The state Labor government on Wednesday made the demand as part of a list of conditions it wants met before it considers signing up to the coalition’s energy policy.
But Federal Environment Minister Josh Frydenberg said the state risks blackouts and higher energy prices by failing to support the national energy guarantee which aims to cut power costs for households by up to $550 a year.
It also includes targets to cut greenhouse gas emissions, to the ire of some federal MPs who believe it downplays the importance of coal in the energy mix.
The Labor governments of Victoria and Queensland have also challenged the policy, saying it doesn’t go far enough and questioning how well it’s supported by the coalition party room.
“We can still get this right, but only if Malcolm Turnbull stares down the climate-crazies in his party and puts a workable scheme on the table that doesn’t hurt local jobs and households,” Victorian Energy Minister Lily D’Ambrosio said on Wednesday.
Victoria wants emissions reduction targets set every 36 months, at least three years in advance, that “never go backwards” and are set by regulation rather than legislation, as the federal government is trying to do.
“It’s got to be flexible and not tie the hands of future federal governments that want to potentially have greater ambition in terms of reducing emissions,” Ms D’Ambrosio said.
But Mr Frydenberg was quick to reject some of Victoria’s “11th-hour” demands.

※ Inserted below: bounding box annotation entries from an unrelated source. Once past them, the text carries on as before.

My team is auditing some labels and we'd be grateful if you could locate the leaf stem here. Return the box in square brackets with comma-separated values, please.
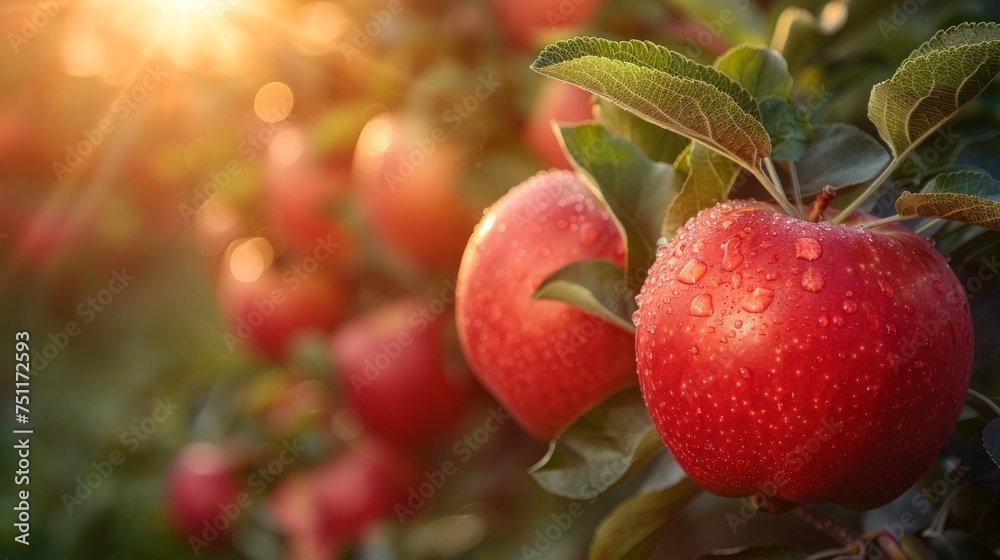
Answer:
[965, 389, 1000, 422]
[913, 218, 943, 235]
[746, 166, 797, 216]
[788, 161, 806, 216]
[830, 155, 910, 226]
[795, 504, 861, 546]
[860, 214, 913, 229]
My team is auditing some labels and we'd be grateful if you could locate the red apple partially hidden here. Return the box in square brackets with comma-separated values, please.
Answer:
[164, 442, 242, 538]
[634, 201, 973, 510]
[457, 171, 636, 439]
[330, 300, 473, 447]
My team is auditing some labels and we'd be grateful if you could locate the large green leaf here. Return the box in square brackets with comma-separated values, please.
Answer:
[868, 23, 1000, 157]
[531, 37, 771, 172]
[587, 478, 701, 560]
[558, 123, 680, 293]
[795, 123, 890, 196]
[715, 45, 792, 102]
[896, 171, 1000, 230]
[662, 142, 740, 239]
[595, 98, 691, 164]
[529, 389, 663, 500]
[531, 260, 635, 332]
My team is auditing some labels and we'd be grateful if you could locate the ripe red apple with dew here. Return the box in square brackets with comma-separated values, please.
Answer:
[164, 442, 243, 544]
[457, 171, 636, 439]
[634, 201, 973, 511]
[330, 298, 473, 448]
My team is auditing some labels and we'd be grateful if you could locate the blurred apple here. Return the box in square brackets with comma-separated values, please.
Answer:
[264, 127, 354, 263]
[524, 80, 594, 169]
[165, 442, 242, 544]
[218, 237, 351, 361]
[493, 0, 604, 48]
[331, 299, 473, 447]
[354, 113, 478, 269]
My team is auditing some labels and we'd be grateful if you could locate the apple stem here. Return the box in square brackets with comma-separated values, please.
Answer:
[965, 389, 1000, 422]
[808, 185, 837, 222]
[794, 504, 861, 546]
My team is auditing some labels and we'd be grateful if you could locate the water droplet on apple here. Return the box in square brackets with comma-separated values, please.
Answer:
[677, 259, 708, 284]
[878, 278, 896, 299]
[688, 294, 715, 317]
[740, 288, 774, 313]
[802, 268, 826, 294]
[722, 237, 743, 272]
[795, 237, 823, 261]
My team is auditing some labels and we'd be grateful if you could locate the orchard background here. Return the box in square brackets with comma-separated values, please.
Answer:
[0, 0, 1000, 559]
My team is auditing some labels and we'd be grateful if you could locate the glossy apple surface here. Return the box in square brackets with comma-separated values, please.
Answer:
[330, 296, 473, 447]
[457, 171, 636, 439]
[634, 201, 973, 510]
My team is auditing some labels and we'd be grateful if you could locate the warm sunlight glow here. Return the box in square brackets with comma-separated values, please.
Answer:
[253, 82, 295, 122]
[229, 237, 274, 282]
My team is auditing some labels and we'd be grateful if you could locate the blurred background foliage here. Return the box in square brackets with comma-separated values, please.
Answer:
[0, 0, 1000, 559]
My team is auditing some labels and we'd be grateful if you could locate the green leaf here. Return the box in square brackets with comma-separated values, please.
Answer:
[662, 142, 740, 239]
[715, 45, 792, 102]
[983, 418, 1000, 467]
[760, 97, 813, 161]
[531, 260, 635, 333]
[531, 37, 771, 172]
[587, 478, 701, 560]
[528, 389, 663, 500]
[558, 123, 680, 293]
[596, 98, 691, 164]
[896, 171, 1000, 230]
[699, 546, 806, 560]
[868, 23, 1000, 158]
[795, 123, 890, 196]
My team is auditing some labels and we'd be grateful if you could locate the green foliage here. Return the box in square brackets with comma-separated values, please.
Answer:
[529, 389, 663, 500]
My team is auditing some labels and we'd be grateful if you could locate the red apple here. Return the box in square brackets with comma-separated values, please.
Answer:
[525, 80, 594, 169]
[219, 237, 351, 361]
[634, 201, 973, 510]
[331, 300, 472, 447]
[457, 171, 636, 439]
[165, 442, 243, 538]
[493, 0, 604, 47]
[354, 114, 476, 269]
[312, 442, 419, 540]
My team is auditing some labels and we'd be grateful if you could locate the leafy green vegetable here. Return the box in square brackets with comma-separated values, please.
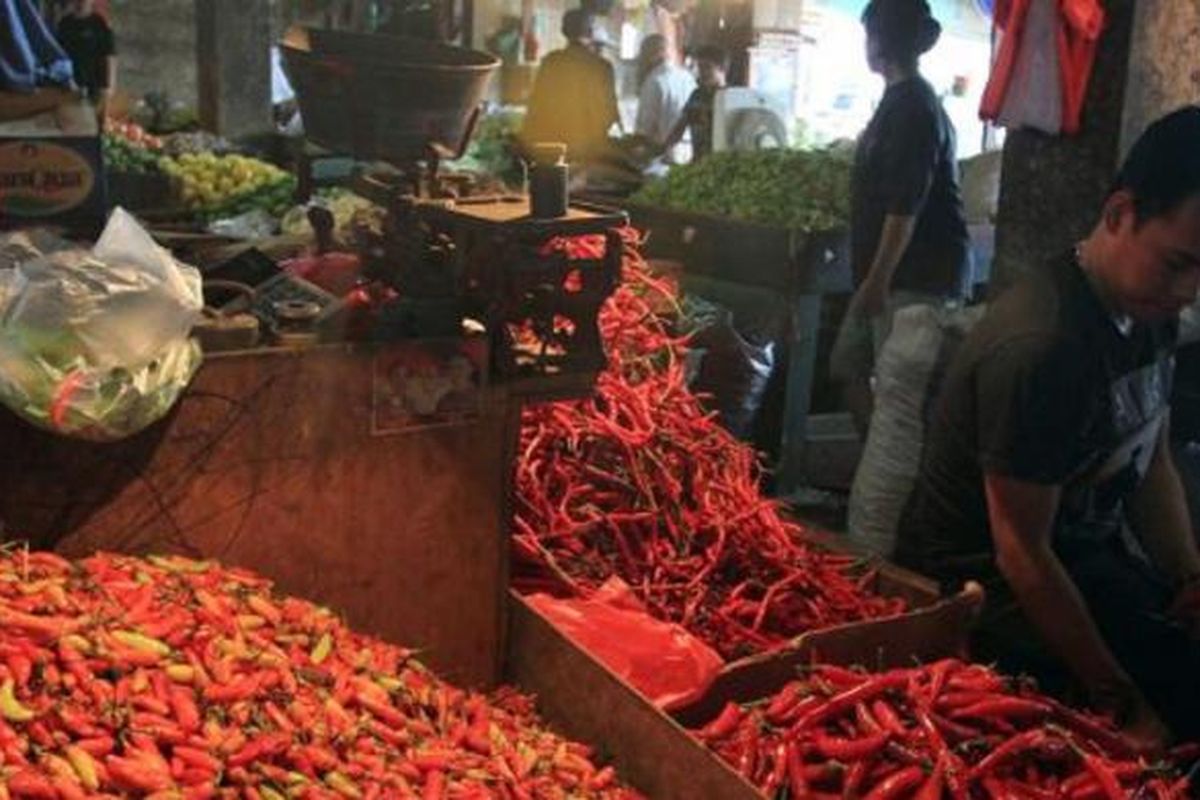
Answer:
[446, 110, 524, 187]
[630, 146, 853, 231]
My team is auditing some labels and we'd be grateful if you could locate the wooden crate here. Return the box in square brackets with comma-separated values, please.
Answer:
[0, 347, 518, 686]
[508, 566, 982, 800]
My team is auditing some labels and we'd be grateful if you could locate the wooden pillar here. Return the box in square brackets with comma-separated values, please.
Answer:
[991, 0, 1132, 291]
[196, 0, 271, 138]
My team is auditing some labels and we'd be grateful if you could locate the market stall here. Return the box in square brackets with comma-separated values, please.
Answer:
[0, 7, 1200, 800]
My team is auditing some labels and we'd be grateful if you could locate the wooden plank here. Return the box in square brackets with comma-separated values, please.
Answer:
[0, 348, 518, 685]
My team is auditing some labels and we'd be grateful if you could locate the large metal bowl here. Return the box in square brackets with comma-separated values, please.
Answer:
[281, 28, 500, 164]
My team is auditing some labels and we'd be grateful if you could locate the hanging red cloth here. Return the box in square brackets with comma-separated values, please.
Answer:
[979, 0, 1031, 121]
[1058, 0, 1104, 133]
[979, 0, 1105, 133]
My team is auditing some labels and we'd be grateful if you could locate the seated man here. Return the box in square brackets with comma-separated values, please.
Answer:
[896, 107, 1200, 750]
[521, 8, 619, 163]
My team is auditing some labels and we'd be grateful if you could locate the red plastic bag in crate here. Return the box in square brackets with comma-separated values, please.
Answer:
[526, 578, 725, 710]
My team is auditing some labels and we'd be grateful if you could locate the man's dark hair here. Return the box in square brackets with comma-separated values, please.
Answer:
[691, 44, 730, 72]
[863, 0, 942, 65]
[1109, 106, 1200, 221]
[563, 8, 595, 42]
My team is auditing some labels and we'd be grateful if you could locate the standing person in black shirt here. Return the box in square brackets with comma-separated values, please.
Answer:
[830, 0, 968, 434]
[662, 44, 730, 162]
[896, 107, 1200, 750]
[58, 0, 116, 120]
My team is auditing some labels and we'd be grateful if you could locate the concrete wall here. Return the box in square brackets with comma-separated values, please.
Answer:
[991, 0, 1132, 291]
[1121, 0, 1200, 154]
[109, 0, 197, 107]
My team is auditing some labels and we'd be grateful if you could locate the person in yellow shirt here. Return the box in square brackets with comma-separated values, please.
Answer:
[521, 8, 620, 163]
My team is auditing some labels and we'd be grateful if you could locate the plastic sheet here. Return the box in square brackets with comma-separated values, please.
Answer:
[0, 209, 203, 441]
[527, 578, 725, 710]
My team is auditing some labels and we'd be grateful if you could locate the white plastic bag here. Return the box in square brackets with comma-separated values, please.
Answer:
[0, 209, 203, 440]
[847, 305, 984, 558]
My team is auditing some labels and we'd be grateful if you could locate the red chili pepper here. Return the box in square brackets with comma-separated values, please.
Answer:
[913, 758, 946, 800]
[812, 730, 890, 762]
[865, 766, 925, 800]
[967, 728, 1050, 781]
[950, 697, 1050, 718]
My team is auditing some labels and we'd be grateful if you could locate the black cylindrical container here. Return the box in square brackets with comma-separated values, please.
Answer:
[529, 143, 568, 219]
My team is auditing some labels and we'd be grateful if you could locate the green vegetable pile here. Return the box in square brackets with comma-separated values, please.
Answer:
[101, 133, 161, 175]
[630, 148, 853, 231]
[448, 110, 524, 187]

“We are certainly not going down the path of regulation,” he told reporters in Melbourne.
He added the state’s energy supply was under threat if Victoria failed to sign on to the scheme.
“They will be risking blackouts here in Victoria and guaranteeing Victorians higher power prices, costing Victorians jobs and investment.”
Among the Labor government’s other requests, are a registry – accessible by regulators and governments – to ensure the NEG works “in the best interests of consumers”.
Victoria has set its own emissions reduction target of 25 per cent by 2020 and 40 per cent by 2025.
Australia’s current reduction target is 26-28 per cent on 2005 levels by 2030.
Greenpeace congratulated Victoria on its demands but said they overlook the federal plan’s “fundamental flaw” of low targets.
“The NEG as it is, simply won’t cut coal pollution, and it won’t cut power prices,” spokesman Alix Foster Vander Elst said.
“Victoria should not support a scheme that so dramatically lowballs its own sensible state renewable energy target.”
Environment Victoria called on Canberra to consider state Labor’s “compromise proposals”, noting that the proposed federal “pollution reduction target is a disaster for renewables investment”.
State and territory energy ministers will gather in Canberra on Friday to consider the energy plan.